NEW YORK – The March 11 killer tsunami that hit the Tohoku coast following the magnitude 9.0 earthquake and the subsequent Fukushima nuclear reactor meltdowns revealed the fragility of Japan’s infrastructure, according to a recent U.N. report on natural disasters.
The report describes Japan as a country whose infrastructure collapsed in a way more closely associated with less-developed countries and from which lessons can be drawn.
“The earthquake, its aftershocks, the tsunami and the nuclear emergency illustrate what a synchronous failure looks like: a multisectoral system’s collapse,” says the 2011 Global Assessment Report on Disaster Risk Reduction.
It also describes how the disaster disrupted “critical sections” of Japan’s power grid, including the power supply needed to cool the spent fuel at the Fukushima No. 1 nuclear plant, and how backup systems were disabled, thereby resulting in the worst atomic disaster since Chernobyl in 1986.

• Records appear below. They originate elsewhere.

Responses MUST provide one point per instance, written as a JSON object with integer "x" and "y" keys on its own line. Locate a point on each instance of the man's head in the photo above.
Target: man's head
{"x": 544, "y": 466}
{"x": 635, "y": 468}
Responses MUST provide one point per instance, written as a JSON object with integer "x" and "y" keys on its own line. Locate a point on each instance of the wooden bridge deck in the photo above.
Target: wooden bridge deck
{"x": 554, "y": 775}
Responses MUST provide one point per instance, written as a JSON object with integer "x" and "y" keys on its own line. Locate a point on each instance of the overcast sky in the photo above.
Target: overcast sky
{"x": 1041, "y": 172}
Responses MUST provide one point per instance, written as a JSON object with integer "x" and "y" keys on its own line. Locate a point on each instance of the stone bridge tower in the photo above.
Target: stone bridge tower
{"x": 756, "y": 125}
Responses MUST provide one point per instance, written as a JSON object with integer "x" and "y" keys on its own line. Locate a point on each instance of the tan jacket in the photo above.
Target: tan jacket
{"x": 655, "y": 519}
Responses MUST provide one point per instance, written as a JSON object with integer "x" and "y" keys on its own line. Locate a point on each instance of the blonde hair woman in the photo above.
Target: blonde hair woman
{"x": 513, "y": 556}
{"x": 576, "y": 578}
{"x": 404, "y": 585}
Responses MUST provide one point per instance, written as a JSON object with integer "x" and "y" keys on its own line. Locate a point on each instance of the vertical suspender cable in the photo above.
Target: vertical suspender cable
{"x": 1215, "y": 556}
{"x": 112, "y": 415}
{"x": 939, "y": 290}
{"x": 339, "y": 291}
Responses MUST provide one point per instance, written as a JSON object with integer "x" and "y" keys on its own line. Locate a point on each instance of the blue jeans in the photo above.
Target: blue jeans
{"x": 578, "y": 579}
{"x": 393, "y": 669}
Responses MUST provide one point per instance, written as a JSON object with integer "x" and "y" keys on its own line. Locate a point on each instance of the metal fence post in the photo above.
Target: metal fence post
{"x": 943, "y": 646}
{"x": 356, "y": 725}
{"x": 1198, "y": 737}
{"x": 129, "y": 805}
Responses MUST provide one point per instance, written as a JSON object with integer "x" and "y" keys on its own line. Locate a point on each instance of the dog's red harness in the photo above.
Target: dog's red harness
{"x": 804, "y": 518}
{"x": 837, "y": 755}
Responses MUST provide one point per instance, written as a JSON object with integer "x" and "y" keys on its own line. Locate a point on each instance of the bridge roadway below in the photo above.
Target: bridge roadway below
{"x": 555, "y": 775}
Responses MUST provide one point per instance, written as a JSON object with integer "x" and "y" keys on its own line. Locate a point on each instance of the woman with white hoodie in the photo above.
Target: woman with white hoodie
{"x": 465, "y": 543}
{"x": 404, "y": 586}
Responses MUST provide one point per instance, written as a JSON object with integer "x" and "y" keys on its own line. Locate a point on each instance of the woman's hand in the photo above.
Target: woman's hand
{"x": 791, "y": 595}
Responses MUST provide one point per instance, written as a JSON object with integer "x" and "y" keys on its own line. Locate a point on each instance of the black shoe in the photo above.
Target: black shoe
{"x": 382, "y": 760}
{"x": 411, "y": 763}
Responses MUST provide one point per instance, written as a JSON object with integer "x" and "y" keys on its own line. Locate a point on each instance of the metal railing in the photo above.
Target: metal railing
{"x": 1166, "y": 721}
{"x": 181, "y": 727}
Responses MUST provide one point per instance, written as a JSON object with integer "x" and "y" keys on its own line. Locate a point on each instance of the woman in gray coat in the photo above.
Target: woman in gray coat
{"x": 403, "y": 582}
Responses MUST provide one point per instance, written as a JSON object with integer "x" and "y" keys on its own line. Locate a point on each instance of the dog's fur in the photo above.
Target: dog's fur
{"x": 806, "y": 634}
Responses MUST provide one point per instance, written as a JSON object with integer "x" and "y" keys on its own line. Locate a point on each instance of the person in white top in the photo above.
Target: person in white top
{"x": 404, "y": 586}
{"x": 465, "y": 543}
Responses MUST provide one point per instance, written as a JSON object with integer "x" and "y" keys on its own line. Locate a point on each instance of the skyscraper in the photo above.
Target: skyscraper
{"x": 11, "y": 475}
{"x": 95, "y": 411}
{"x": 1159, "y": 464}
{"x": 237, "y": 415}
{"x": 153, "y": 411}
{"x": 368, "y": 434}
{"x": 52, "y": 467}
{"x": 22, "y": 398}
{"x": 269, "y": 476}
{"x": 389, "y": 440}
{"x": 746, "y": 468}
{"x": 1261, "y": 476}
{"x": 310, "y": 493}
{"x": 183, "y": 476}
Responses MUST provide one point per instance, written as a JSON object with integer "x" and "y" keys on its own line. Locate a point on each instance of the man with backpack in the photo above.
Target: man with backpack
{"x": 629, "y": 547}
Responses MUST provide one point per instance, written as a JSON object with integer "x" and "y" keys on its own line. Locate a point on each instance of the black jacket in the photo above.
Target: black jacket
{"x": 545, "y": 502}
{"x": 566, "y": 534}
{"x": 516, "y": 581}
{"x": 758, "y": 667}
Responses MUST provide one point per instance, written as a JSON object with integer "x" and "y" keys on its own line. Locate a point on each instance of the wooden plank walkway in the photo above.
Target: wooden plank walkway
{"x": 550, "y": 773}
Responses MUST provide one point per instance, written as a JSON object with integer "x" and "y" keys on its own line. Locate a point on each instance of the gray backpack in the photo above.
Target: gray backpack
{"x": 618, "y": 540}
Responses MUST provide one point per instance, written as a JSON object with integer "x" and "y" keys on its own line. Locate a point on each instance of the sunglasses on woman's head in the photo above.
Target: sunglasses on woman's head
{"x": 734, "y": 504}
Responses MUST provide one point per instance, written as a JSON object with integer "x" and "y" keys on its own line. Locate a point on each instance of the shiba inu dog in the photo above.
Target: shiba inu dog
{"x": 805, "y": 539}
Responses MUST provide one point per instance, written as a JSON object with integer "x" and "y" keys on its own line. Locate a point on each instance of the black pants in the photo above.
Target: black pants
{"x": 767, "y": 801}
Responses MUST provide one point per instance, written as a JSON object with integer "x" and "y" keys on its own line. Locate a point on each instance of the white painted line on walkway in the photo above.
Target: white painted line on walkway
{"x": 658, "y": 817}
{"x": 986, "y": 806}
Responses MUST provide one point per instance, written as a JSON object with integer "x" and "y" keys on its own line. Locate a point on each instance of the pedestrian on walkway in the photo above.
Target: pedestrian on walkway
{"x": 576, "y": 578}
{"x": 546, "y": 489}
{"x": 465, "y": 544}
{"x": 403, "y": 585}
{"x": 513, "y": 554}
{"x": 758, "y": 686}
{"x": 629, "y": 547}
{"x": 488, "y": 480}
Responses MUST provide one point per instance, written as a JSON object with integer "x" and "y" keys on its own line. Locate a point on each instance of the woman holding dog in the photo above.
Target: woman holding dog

“The full consequence of the trauma and costs will not be known for years to come,” the report says. “However, in the immediate aftermath of the disaster, it became evident that even in this highly sophisticated and well-prepared society, the impact of physical hazards on infrastructure can quickly lead to outcomes normally associated with poorer countries: large-scale food and water shortages, shelter crises and logistical collapse.”
The 2011 floods in Australia, the earthquake in Christchurch, New Zealand, earlier this year and Japan’s latest disaster serve as a “reminder that developed countries are also very exposed,” the report says.
The March 11 disaster additionally highlighted that there are “emerging risks and new vulnerabilities associated with the complexity and interdependency of the technological systems on which modern societies depend,” it says.
The Great Hanshin Earthquake caused more than 6,000 deaths in 1995. As 80 percent of the deaths were found to have occurred in collapsed houses, efforts have been under way to make new buildings earthquake resistant. Many of the victims were trapped alive, only to die in the fires that raged unchecked due to broken water mains.
In 2003, a major retrofitting initiative was launched to reduce the vulnerable housing stock by 10 percent by 2013, with two-thirds of the cost of evaluating and 23 percent of the retrofitting costs for buildings constructed before 1981 subsidized by the government, the report says.
Despite the offers, since 2009 only 31,000 homes and 15,000 other buildings had been retrofitted – far less than the 50,000 to 60,000 homes retrofitted before the program began.
“So despite a well-targeted and generous set of policy measures and subsidies, and a high awareness of disaster risk, persuading households to invest in disaster risk reduction remains a challenge,” it says.
Despite Japan’s level of preparedness, which undoubtedly saved many lives, the report says governments are “rarely adequately prepared” through contingency planning or insurance to “cover the probable maximum losses from a low-probability intensive event.”
While the mortality rates from disasters have been going down, disaster-related losses are increasing across all regions. They are critically threatening low- and middle-income economies and even outstripping the wealth creation among richer countries.
Although the chances of being killed in a cyclone or floods in East Asia, for example, are much lower now than two decades ago, the risk of economic loss due to floods has increased by more than 160 percent and to tropical cyclones by 262 percent since 1980 in the high income countries of the Organization for Economic Cooperation and Development.
“As the March 2011 nuclear crisis in Japan shows, governments should also invest time and resources in anticipating emerging risks,” the report says.